Take the recycle route. Here’s how you can lend a new look to your old silk sari.
All of us have a bunch of old silk saris that belong to our mums or grandmothers that unfortunately haven’t been touched for years.
Most of us don’t use it because the handiwork makes it so heavy that it’s almost unfit for regular wear.
The best way to use these old silk saris is to re-purpose them into something that can be worn easily and multiple times.
In fact, three years back, to prepare my own wedding trousseau, I picked up some of my mother’s old silk saris and turned them into western and fusion wear.
I wear them because they are comfortable and just right for my liking.
These are few of the things I myself made out of old silk saris and something you can also easily do.
This is a great way to retain old world charm and fuse it with the new.
You can cut the borders from the saris that can no longer be used and stitch them over a new outfit.
Add them to new saris or suits or even long kurtis and dupattas.
This is one of my favourite things to do with an old silk sari and it’s also something that I have personally tried with three of my mother’s old pieces.
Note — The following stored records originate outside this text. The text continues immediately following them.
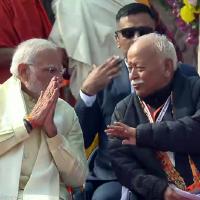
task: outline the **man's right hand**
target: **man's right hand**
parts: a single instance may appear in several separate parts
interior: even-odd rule
[[[104,89],[119,74],[120,61],[122,60],[118,56],[112,56],[99,67],[95,66],[83,82],[81,91],[86,95],[93,96]]]
[[[42,127],[51,109],[55,110],[54,104],[56,104],[57,99],[59,97],[59,89],[61,85],[62,79],[58,77],[53,77],[46,90],[44,92],[41,92],[37,103],[35,104],[33,110],[29,114],[29,116],[31,116],[31,119],[29,121],[31,125],[34,125],[33,128]],[[52,120],[51,123],[53,123]],[[51,124],[49,124],[49,126],[50,125]]]
[[[191,200],[191,199],[180,196],[173,188],[169,186],[165,190],[164,200]]]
Of course, the way you design an anarkali depends entirely on your personal choice.
But we would suggest that a floor length anarkali would be perfect if you are re-purposing an old silk sari. That way you can flaunt the entire design and those big borders to make it all look ethereal.
Instead of investing a whole lot of money on designer lehengas, why not use your mother’s old silk sari creatively?
You can either use the pallu of the sari as the dupatta and make a new skirt and blouse or use the entire sari as the skirt and the pallu as its blouse and team it with a new dupatta.
This is one the easiest ways to reuse an old silk sari.
All you have to do is use the pallu or the middle part of the sari as a dupatta.
You could also cut the borders of the sari and add them to a new dupatta.
Another way to upcycle the sari is to make a scarf. This is in case the sari is not in a usable state and you still want to use it somehow.
What a stunning way to display the entire sari without having to destroy or throw away any part.
A floor length kurti gives you the opportunity to be super creative with the sari.
With this kind of kurti you do not need a dupatta or anything to cover it up.
Just simple accessories to accentuate the kurti should be enough.
If you are not very much into traditional clothes but still have a soft spot for your mother’s old silk sari, this is the way for you.
Use the sari material as the base of a dress and create any design that you so desire.
Skater and short length dresses would be best because you don’t want a western outfit to look very traditional.
Using the sari to make a skirt is also a great way to retain your mum’s prized possession and make it super wearable.
You can either use the skirt to team it up with a quirky western top or you can do a fusion and make it look trendy.
This is again something I personally did to a powder blue banarasi sari.
It’s a great option for those who like it simple yet trendy but with a hint of tradition.
Look at how Sonam Kapoor is carrying it off and she looks anything but graceful and trendy.
You can team this jacket with nice chunky earrings that could either be traditional or even modern.
Photograph: Kind Courtesy Sonam Kapoor/InstagramJust like you can turn your mum old silk sari into a skirt, you can turn them into palazzos.
They are currently in fashion so this it right time to create some haute palazzos!
You can team them with noodle strap crop tops or even with long kurtis.
Not only are they comfortable, but they also add an extra oomph factor to your outfit.
As they say, last but not the least. You can use the old silk sari to turn them into accessories like shoes or jewellery or even purses.
We personally loved how designer Gaurang Shah has used the cloth material on a shoe to make it look vintage and classic.
If you are fond of DIY (do it yourself), jewellery could be the easiest you can work with along with purses that you can also design at home.